Using the Early Childhood Longitudinal Studies, researchers compared incidence of obesity rates between a group of children entering kindergarten in 1998 and in 2010 and followed them until they reached fifth grade.

The study found that approximately 40 percent of children from the more recent cohort were categorized as overweight or obese. The results also showed that children entering kindergarten in 2010 experienced higher rates of obesity than those born in the 1990s, despite public health campaigns to mitigate rates of obesity. In addition, findings showed that compared to the non-Black Hispanic children studied 12 years prior, non-Black Hispanic children in the more recent cohort had a 29 percent higher incidence of developing obesity. Finally, the study indicated that among the most economically disadvantaged groups, the risk of obesity increased by 15 percent in the more recent cohort.
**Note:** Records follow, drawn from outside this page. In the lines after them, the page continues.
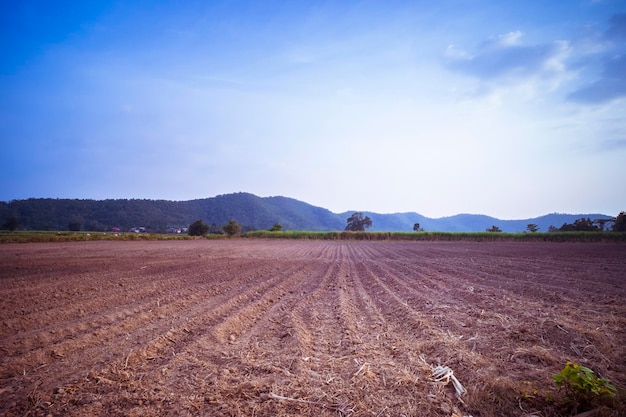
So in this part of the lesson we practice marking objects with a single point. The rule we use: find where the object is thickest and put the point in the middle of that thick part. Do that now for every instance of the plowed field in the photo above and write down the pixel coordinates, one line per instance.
(337, 328)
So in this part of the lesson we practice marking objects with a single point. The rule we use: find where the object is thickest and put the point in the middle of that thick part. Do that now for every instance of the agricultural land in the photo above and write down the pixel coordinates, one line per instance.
(280, 327)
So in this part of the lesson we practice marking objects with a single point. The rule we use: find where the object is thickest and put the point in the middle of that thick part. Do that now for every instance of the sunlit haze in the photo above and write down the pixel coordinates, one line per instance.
(510, 109)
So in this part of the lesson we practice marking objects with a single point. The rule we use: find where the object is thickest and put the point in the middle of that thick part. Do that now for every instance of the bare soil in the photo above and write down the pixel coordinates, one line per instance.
(338, 328)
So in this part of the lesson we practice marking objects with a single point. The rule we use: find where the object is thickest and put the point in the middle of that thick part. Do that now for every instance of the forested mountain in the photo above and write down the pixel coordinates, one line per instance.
(251, 211)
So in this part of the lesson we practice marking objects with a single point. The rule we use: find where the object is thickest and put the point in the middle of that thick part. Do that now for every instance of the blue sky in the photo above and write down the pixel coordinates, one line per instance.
(512, 109)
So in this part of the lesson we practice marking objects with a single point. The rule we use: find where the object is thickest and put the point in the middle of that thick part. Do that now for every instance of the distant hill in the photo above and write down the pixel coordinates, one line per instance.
(249, 210)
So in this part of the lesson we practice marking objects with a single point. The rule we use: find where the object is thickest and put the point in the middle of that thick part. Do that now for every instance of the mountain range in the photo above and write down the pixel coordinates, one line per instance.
(249, 210)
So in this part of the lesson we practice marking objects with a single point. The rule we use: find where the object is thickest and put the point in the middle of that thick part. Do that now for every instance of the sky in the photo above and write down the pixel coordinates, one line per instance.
(513, 109)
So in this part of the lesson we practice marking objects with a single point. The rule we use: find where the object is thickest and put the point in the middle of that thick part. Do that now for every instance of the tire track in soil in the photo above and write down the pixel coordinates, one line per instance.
(341, 324)
(191, 341)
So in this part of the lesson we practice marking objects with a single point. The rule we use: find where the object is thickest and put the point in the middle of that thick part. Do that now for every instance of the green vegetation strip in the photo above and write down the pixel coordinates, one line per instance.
(445, 236)
(45, 236)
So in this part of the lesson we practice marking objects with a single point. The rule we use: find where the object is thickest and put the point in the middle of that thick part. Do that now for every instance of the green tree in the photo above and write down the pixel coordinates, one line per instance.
(198, 228)
(11, 223)
(75, 225)
(619, 224)
(532, 227)
(358, 223)
(232, 228)
(580, 225)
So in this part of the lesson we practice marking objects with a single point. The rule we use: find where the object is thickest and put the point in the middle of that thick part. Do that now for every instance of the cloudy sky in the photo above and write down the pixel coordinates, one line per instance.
(513, 109)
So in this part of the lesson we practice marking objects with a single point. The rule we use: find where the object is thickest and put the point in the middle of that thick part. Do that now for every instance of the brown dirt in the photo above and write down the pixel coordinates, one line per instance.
(217, 328)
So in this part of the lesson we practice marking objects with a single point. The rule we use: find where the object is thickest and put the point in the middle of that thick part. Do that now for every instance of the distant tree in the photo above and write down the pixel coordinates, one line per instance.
(277, 227)
(358, 223)
(601, 223)
(198, 228)
(532, 227)
(11, 223)
(619, 224)
(232, 228)
(580, 225)
(74, 225)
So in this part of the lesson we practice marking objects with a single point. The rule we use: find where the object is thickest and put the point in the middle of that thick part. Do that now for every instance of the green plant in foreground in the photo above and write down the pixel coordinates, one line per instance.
(582, 386)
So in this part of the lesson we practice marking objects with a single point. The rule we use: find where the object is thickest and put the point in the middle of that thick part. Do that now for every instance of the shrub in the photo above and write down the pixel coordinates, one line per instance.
(582, 387)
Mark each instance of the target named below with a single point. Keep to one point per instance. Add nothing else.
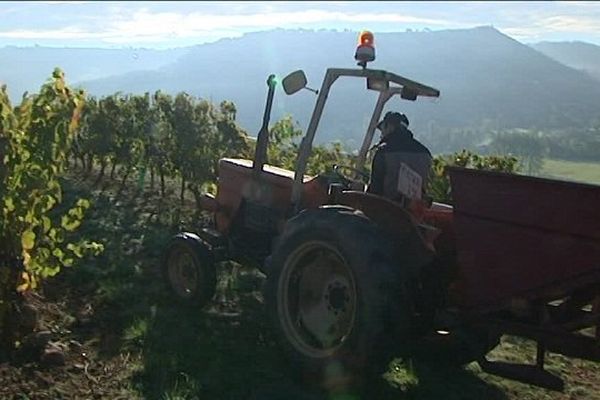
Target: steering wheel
(356, 172)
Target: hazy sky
(173, 24)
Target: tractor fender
(200, 246)
(394, 219)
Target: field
(578, 171)
(125, 337)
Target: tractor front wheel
(189, 269)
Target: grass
(587, 172)
(128, 338)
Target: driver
(395, 147)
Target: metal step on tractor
(354, 278)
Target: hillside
(578, 55)
(26, 68)
(485, 77)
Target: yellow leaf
(28, 240)
(26, 283)
(47, 224)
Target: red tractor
(354, 278)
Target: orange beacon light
(365, 51)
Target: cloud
(143, 25)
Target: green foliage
(439, 185)
(284, 147)
(36, 137)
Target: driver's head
(392, 122)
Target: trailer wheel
(189, 269)
(334, 297)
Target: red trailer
(529, 263)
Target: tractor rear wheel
(189, 269)
(335, 298)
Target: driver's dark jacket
(396, 148)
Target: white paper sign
(409, 182)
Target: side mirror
(408, 93)
(379, 85)
(294, 82)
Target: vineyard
(91, 191)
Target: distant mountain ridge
(27, 68)
(578, 55)
(486, 78)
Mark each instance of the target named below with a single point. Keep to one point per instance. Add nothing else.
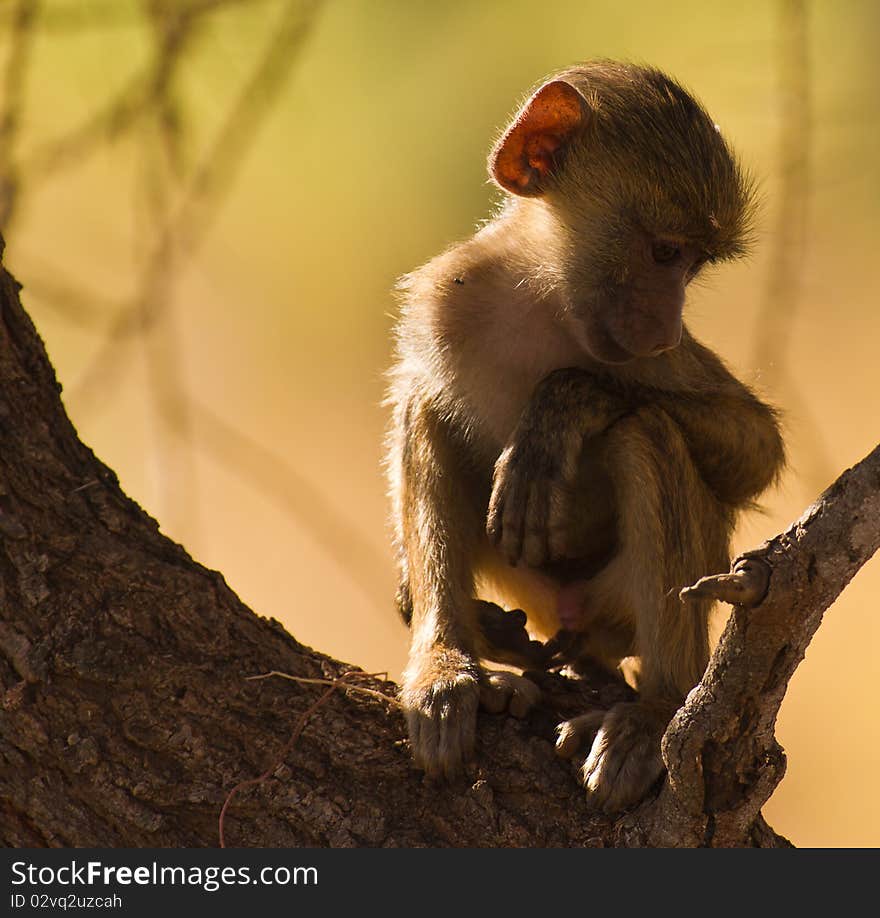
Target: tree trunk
(128, 716)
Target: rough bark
(127, 715)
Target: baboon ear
(534, 144)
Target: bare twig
(720, 749)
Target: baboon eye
(664, 253)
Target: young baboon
(560, 442)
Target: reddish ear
(531, 146)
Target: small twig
(333, 684)
(745, 585)
(382, 696)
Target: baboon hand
(624, 760)
(531, 490)
(505, 691)
(440, 695)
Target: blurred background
(208, 203)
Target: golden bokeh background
(208, 203)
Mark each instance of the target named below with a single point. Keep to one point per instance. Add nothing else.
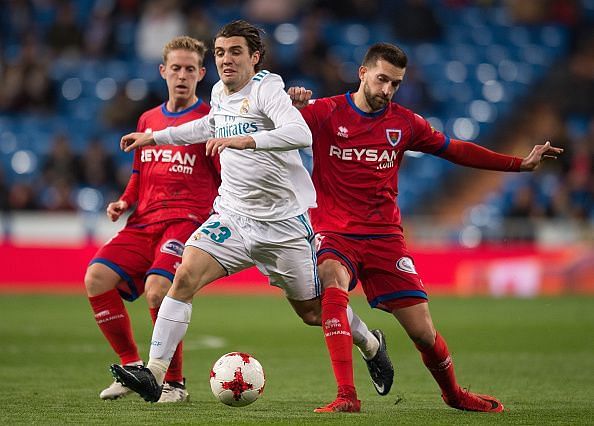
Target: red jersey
(171, 182)
(356, 160)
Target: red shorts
(135, 253)
(383, 265)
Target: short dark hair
(185, 43)
(252, 35)
(386, 51)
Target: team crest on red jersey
(393, 136)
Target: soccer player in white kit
(261, 209)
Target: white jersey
(268, 183)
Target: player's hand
(538, 154)
(115, 209)
(215, 146)
(300, 96)
(136, 140)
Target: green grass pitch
(536, 355)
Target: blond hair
(185, 43)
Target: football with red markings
(237, 379)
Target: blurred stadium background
(75, 76)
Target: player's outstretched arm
(538, 154)
(300, 96)
(217, 145)
(115, 209)
(135, 140)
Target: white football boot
(117, 390)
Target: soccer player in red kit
(359, 140)
(173, 189)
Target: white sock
(362, 337)
(170, 328)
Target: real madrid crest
(245, 107)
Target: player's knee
(155, 289)
(184, 283)
(154, 297)
(312, 318)
(96, 282)
(423, 338)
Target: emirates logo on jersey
(245, 107)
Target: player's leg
(116, 272)
(110, 313)
(416, 321)
(197, 269)
(113, 321)
(337, 331)
(213, 251)
(160, 276)
(174, 387)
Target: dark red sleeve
(472, 155)
(130, 194)
(312, 113)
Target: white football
(237, 379)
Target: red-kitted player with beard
(359, 140)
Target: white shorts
(284, 251)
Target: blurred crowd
(35, 34)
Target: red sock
(439, 362)
(113, 320)
(174, 372)
(339, 339)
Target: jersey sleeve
(197, 131)
(315, 113)
(425, 138)
(130, 194)
(291, 130)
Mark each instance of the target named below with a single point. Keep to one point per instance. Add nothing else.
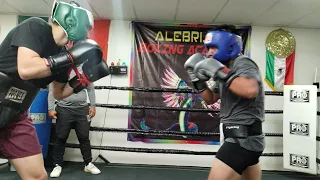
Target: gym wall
(119, 47)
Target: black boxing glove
(90, 74)
(84, 50)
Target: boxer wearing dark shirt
(31, 56)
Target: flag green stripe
(270, 67)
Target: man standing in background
(73, 112)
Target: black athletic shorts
(237, 157)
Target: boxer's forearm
(244, 87)
(61, 91)
(208, 96)
(51, 99)
(91, 95)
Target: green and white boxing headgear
(75, 20)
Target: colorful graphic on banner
(158, 55)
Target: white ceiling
(285, 13)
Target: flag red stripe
(100, 34)
(289, 69)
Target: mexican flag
(279, 71)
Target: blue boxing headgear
(229, 45)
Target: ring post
(300, 128)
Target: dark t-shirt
(238, 110)
(35, 34)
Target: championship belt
(16, 96)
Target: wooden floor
(74, 171)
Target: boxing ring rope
(168, 133)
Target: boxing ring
(169, 133)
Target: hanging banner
(280, 58)
(159, 54)
(100, 34)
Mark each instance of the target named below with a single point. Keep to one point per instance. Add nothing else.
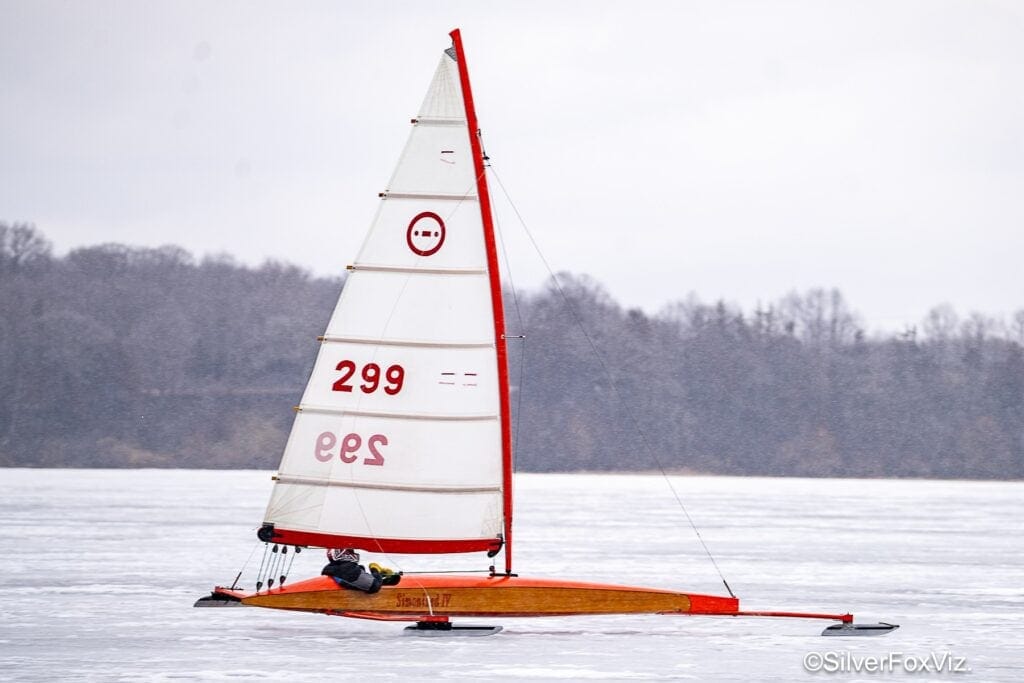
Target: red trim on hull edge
(410, 546)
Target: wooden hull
(432, 597)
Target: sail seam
(397, 416)
(427, 121)
(424, 196)
(402, 342)
(387, 486)
(417, 270)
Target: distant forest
(123, 356)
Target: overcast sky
(735, 150)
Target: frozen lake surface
(102, 568)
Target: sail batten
(373, 267)
(354, 484)
(403, 342)
(427, 196)
(397, 416)
(399, 441)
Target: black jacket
(350, 574)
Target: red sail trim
(496, 293)
(410, 546)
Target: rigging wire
(235, 584)
(259, 573)
(611, 382)
(518, 315)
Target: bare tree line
(120, 356)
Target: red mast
(496, 293)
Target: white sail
(397, 442)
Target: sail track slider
(424, 196)
(401, 342)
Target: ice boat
(402, 440)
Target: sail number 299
(371, 374)
(351, 447)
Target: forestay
(397, 444)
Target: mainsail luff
(496, 293)
(401, 439)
“These worrying data indicate that the childhood obesity epidemic in the United States continues to grow and get more serious,” said Kabayam Venkat Narayan, MD, executive director of the Emory Global Diabetes Researcher Center and one of the study’s senior authors in a statement. “Our knowledge about effective interventions to fight this also seems limited. We urgently need an aggressive national strategy for interdisciplinary research and public health to stem the tide of childhood obesity and its consequences in the U.S. and worldwide.”